As the insurance payment for buildings would be higher in regions that are more likely to suffer from  economic problems and the resulting empty buildings, the intended policy would make it more expensive for companies to expand into exactly the struggling areas of the country that are most in need of investment, while encouraging them to crowd even more into metropolitan areas like New York City, where the resale of a company building is almost certain and the insurance premium accordingly low.
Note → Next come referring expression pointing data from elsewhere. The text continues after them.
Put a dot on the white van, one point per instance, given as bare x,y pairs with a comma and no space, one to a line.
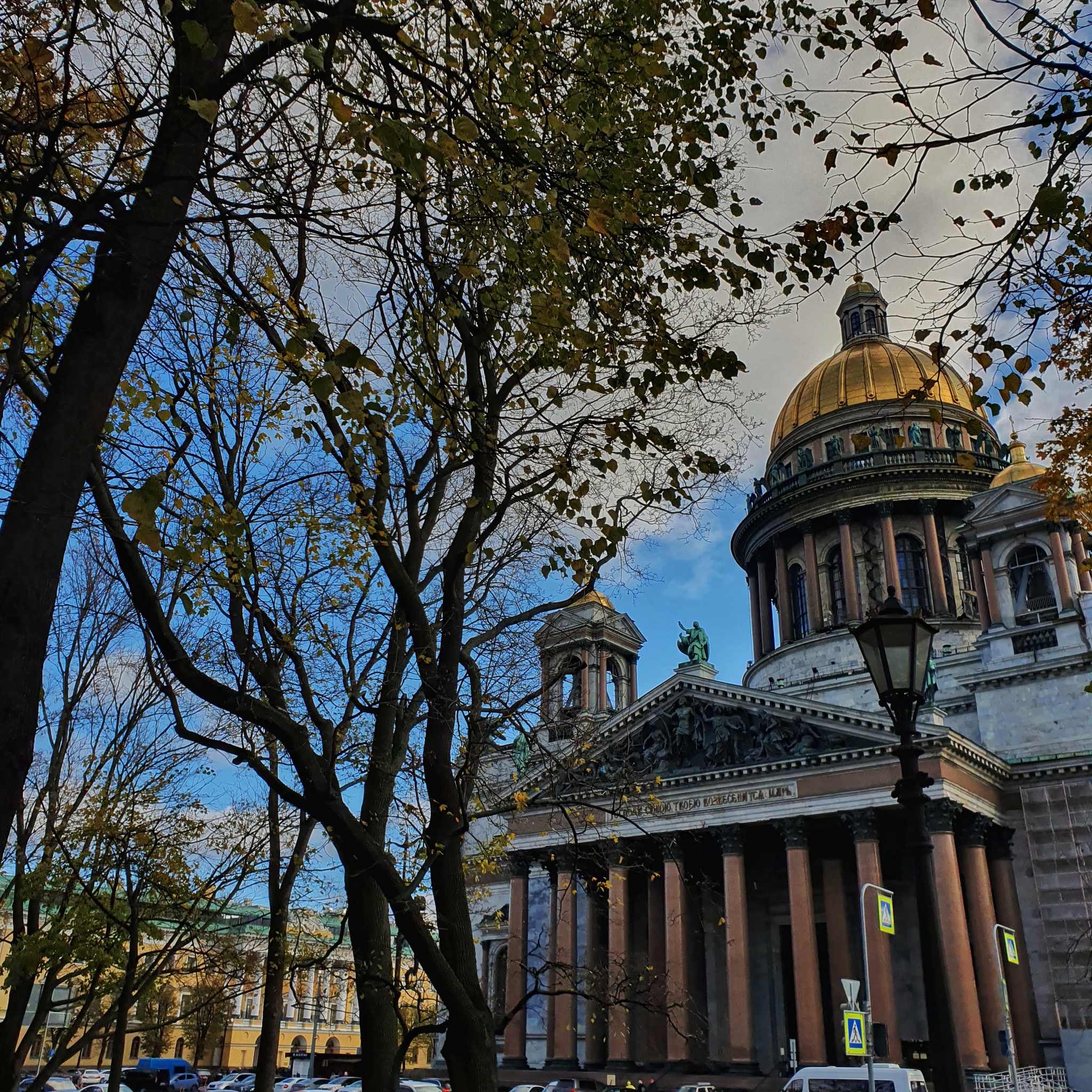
889,1078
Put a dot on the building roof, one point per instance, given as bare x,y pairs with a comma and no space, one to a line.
872,371
1020,469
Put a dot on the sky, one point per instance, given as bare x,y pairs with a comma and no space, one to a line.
693,577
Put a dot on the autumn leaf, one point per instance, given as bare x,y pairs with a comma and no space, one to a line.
205,108
465,129
140,506
890,43
248,18
338,107
598,221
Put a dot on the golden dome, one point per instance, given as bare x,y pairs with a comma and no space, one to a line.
1019,469
873,370
595,598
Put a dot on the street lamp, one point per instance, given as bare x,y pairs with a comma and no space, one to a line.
897,647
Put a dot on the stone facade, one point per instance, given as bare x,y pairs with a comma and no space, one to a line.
687,872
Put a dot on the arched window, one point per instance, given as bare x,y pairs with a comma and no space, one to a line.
912,573
837,587
572,694
799,600
1030,581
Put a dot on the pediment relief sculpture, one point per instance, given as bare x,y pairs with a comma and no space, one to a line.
701,735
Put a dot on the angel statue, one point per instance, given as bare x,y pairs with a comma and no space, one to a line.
695,644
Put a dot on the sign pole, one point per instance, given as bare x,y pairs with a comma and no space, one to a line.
1008,940
884,904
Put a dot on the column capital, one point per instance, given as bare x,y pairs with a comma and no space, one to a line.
732,840
972,829
941,816
795,833
863,825
673,851
519,864
999,844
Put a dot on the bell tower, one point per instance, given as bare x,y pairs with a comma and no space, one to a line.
863,312
589,654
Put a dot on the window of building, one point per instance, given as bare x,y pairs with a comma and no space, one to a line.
799,600
894,439
912,573
1030,581
837,585
967,593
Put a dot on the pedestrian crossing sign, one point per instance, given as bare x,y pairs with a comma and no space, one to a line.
855,1042
887,913
1010,946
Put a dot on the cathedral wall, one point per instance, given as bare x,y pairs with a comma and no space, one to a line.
1031,714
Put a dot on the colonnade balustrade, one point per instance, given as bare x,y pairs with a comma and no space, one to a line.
626,979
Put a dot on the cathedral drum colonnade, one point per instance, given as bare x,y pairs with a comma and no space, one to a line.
686,896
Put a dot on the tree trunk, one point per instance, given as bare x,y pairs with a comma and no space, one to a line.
470,1047
129,268
377,993
277,951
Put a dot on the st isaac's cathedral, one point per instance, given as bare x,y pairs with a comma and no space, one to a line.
692,905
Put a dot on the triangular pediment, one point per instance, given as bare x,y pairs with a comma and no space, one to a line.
686,727
1006,502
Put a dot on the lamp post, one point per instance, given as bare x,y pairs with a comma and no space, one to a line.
897,647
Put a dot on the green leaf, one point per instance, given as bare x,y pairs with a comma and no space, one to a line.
205,108
197,33
467,130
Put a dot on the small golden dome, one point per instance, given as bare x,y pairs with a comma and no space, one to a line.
595,598
873,370
1020,469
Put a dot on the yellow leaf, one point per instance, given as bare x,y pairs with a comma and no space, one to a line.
341,111
140,506
465,129
599,221
205,108
248,18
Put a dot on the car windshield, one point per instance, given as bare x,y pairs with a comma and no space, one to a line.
846,1085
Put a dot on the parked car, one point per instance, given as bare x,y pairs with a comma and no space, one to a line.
889,1078
54,1085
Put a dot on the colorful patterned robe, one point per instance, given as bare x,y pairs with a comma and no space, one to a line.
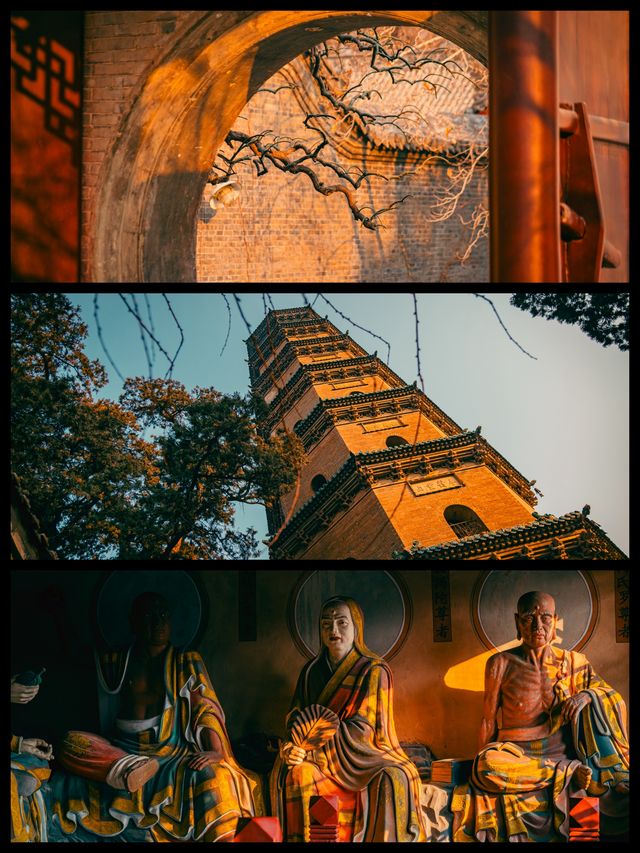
364,756
28,805
520,791
178,803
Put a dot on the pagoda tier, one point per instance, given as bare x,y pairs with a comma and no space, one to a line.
386,468
389,485
570,537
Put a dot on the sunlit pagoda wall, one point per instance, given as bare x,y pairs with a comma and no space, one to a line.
281,229
438,685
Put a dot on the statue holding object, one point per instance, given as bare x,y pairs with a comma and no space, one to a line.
562,730
167,765
342,741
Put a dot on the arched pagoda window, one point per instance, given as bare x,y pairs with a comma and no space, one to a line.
317,482
396,441
464,521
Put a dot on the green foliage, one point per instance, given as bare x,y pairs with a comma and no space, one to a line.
103,490
604,317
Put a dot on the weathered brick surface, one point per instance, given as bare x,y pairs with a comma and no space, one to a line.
362,533
421,517
388,515
282,230
121,48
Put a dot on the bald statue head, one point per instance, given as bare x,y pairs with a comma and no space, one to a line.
150,619
536,619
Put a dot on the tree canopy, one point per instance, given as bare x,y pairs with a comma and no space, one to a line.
101,485
604,317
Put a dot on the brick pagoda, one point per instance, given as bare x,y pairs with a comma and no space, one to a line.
386,467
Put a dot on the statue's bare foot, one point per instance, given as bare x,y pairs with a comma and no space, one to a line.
582,777
141,774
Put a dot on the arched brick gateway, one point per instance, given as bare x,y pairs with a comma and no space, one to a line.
151,181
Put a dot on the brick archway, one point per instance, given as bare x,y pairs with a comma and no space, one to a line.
152,181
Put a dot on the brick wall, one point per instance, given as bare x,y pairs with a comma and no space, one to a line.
120,48
282,230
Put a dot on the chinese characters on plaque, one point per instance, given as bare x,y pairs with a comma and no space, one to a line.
622,605
441,604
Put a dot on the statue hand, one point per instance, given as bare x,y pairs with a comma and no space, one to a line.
572,706
21,693
38,747
292,754
201,759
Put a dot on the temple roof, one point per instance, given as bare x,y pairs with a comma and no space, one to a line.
362,469
542,528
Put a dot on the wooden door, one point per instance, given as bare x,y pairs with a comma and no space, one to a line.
593,67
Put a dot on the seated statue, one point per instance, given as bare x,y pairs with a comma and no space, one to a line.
562,730
29,769
167,764
362,761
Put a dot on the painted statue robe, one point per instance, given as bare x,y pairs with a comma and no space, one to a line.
28,804
519,791
178,803
377,784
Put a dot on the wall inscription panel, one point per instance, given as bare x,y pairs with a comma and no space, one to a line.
426,487
386,423
338,384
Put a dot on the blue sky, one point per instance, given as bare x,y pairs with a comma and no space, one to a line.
562,419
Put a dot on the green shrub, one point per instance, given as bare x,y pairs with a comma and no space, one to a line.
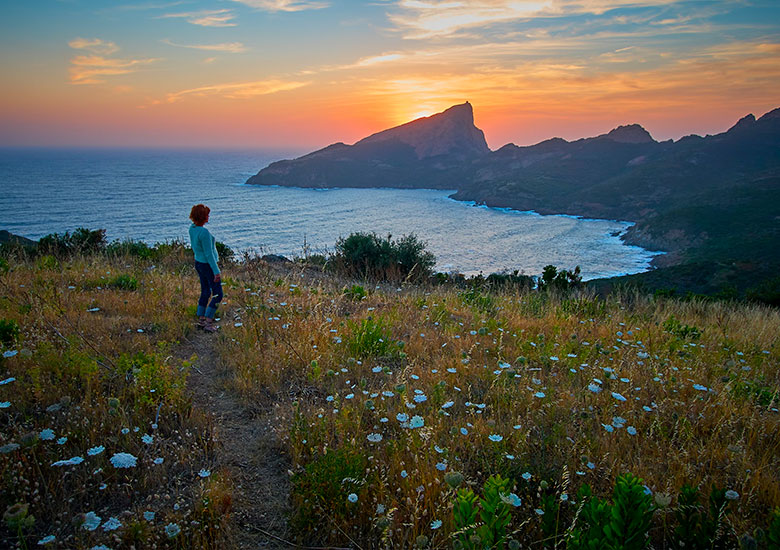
622,525
494,512
9,332
697,527
138,249
226,253
773,531
554,280
465,512
355,292
684,332
370,256
370,338
81,241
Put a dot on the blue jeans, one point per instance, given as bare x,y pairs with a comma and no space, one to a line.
208,289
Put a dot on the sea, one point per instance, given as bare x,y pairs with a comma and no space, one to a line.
147,195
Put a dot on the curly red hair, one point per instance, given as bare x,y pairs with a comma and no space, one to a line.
199,214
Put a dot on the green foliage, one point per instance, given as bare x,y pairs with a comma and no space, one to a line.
684,332
773,531
370,338
81,241
587,533
123,282
550,505
320,490
368,255
226,253
477,299
355,292
700,528
9,331
564,280
630,515
494,512
465,513
622,525
138,249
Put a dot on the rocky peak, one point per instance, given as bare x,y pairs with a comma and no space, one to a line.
632,133
451,132
745,122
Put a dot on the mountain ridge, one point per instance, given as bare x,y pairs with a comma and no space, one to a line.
682,195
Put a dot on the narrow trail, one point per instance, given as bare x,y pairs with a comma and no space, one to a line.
248,449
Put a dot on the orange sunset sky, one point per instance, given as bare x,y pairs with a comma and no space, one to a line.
300,74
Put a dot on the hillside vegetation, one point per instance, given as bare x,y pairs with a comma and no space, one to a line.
419,416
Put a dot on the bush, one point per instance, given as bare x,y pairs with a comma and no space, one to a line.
225,252
370,256
81,241
9,331
554,280
138,249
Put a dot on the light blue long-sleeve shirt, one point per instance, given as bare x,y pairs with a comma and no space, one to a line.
204,247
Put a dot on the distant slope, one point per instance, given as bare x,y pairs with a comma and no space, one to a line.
712,201
424,153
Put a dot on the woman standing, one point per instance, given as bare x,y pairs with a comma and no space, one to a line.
206,258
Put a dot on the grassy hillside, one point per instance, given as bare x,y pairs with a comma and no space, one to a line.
392,402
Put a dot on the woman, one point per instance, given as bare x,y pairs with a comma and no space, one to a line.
206,258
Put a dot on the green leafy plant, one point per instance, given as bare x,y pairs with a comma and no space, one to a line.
622,525
701,528
494,512
370,338
553,279
9,331
630,516
368,255
773,531
684,332
465,512
355,292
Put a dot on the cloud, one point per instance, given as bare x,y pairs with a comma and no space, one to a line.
229,47
284,5
91,69
241,90
437,18
205,18
94,45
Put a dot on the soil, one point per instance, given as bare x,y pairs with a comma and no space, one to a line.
248,449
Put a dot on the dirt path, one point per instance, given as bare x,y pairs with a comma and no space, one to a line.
249,450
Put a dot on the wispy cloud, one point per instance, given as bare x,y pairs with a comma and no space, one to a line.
205,18
92,69
94,45
436,18
240,90
228,47
285,5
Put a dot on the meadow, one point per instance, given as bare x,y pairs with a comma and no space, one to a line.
413,415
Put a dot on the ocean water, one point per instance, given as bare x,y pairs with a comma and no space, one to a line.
147,195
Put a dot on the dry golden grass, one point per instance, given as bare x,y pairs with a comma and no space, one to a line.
527,386
518,367
93,370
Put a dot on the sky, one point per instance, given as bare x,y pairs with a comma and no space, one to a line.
301,74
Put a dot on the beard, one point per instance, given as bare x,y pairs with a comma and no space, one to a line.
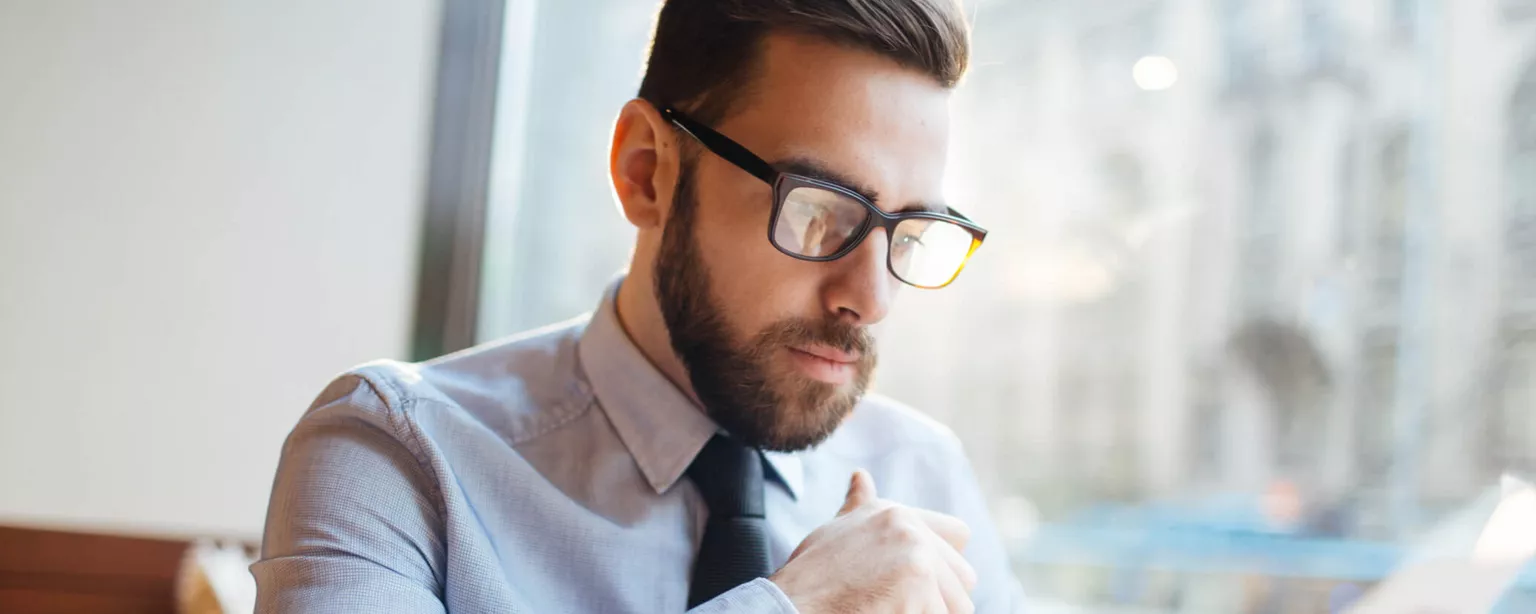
742,390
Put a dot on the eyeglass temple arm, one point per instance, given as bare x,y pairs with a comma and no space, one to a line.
724,146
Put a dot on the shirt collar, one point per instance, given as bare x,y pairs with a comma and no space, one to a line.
661,427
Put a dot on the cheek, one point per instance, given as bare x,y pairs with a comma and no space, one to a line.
753,283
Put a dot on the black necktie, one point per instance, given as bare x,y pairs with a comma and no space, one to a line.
734,547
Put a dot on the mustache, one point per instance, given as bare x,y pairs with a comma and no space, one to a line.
824,332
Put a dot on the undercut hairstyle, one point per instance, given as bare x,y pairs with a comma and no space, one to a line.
705,52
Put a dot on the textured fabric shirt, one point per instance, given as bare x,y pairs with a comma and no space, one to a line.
544,473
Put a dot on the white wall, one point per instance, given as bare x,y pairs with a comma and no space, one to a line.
206,211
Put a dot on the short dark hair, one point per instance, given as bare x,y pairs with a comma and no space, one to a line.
704,51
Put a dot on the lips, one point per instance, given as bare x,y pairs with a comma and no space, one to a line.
828,353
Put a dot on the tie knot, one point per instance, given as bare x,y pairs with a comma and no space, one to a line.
730,478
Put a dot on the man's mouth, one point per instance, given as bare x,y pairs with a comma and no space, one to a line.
825,364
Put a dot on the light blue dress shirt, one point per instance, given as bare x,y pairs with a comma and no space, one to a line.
544,473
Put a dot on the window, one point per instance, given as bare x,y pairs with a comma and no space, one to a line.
1086,355
1521,186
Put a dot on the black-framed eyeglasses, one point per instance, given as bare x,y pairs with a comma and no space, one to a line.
822,221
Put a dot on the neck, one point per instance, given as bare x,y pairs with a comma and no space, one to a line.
641,316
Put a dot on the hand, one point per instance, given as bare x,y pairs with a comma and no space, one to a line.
877,556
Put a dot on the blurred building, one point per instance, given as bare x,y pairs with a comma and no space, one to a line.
1310,258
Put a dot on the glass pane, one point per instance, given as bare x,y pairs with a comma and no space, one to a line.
928,252
1228,297
817,223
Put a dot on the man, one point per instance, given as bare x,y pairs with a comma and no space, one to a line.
702,441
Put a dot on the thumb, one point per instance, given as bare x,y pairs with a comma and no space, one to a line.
860,491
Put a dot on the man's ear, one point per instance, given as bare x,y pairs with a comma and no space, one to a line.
642,165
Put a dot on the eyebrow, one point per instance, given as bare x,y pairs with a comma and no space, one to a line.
817,171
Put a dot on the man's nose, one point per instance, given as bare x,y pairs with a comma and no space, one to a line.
860,289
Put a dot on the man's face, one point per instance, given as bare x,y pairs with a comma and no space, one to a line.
777,349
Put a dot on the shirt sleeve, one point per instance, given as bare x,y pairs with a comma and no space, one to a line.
759,596
352,525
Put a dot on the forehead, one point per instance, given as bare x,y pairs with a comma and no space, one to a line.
851,111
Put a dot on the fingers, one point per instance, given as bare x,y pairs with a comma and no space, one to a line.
860,491
956,565
953,530
957,597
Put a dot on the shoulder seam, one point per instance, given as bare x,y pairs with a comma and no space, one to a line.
400,415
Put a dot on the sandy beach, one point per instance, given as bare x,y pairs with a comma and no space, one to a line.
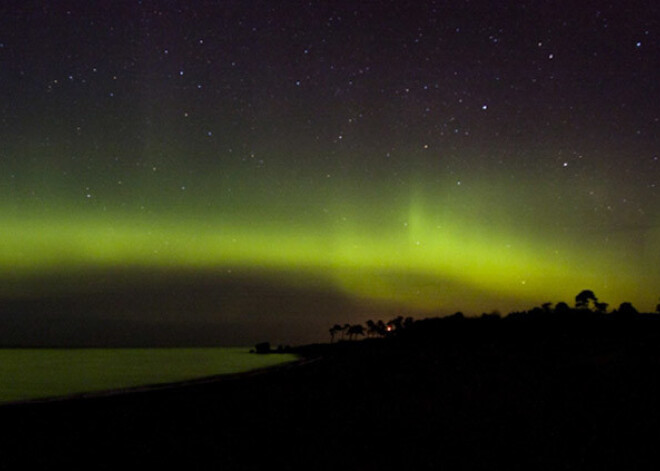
470,397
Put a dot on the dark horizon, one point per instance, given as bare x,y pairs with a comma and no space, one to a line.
223,169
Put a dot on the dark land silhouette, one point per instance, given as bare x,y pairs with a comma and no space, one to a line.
550,388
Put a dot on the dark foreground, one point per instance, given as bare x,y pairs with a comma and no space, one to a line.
464,395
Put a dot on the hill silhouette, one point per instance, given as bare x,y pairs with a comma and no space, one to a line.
545,389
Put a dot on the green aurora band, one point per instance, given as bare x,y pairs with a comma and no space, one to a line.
425,246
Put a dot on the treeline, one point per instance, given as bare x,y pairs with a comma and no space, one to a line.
587,307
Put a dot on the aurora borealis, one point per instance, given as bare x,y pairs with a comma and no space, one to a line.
414,156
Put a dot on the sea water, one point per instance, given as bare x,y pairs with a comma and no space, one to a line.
44,373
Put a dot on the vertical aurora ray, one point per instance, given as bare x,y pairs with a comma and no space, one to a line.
431,247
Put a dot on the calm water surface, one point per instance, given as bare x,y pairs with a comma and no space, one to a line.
43,373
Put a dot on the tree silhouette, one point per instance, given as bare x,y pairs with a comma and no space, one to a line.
334,330
372,328
345,329
627,309
583,298
354,330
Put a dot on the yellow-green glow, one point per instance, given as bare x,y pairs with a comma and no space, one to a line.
416,254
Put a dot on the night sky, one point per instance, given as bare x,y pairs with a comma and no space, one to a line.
297,164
Regional inequalities may be exacerbated as a result.

Last but not least, the administrative deadweight cost of having to evaluate, administer and enforce the insurance requirement for every privately built structure might be quite considerable - and the interest groups (e.g. insurance companies) that would thrive on an expansion of this policy would lobby strongly for these costs to ever increase.

Overall, I think it is unlikely that such a policy would be beneficial due to its negative impact of discouraging investment in less affluent regions of the country. After all, factories and other company structures are very different from "cell phone towers" and "oil rigs" where such insurance schemes may be appropriate: factories are embedded in economic communities, and, as nodes of local production networks, their investments and increases in productivity have positive externalities due to supporting "specialized providers of industry inputs, thick markets for specialized labor skills, and information spillovers" (Krugman, 2010).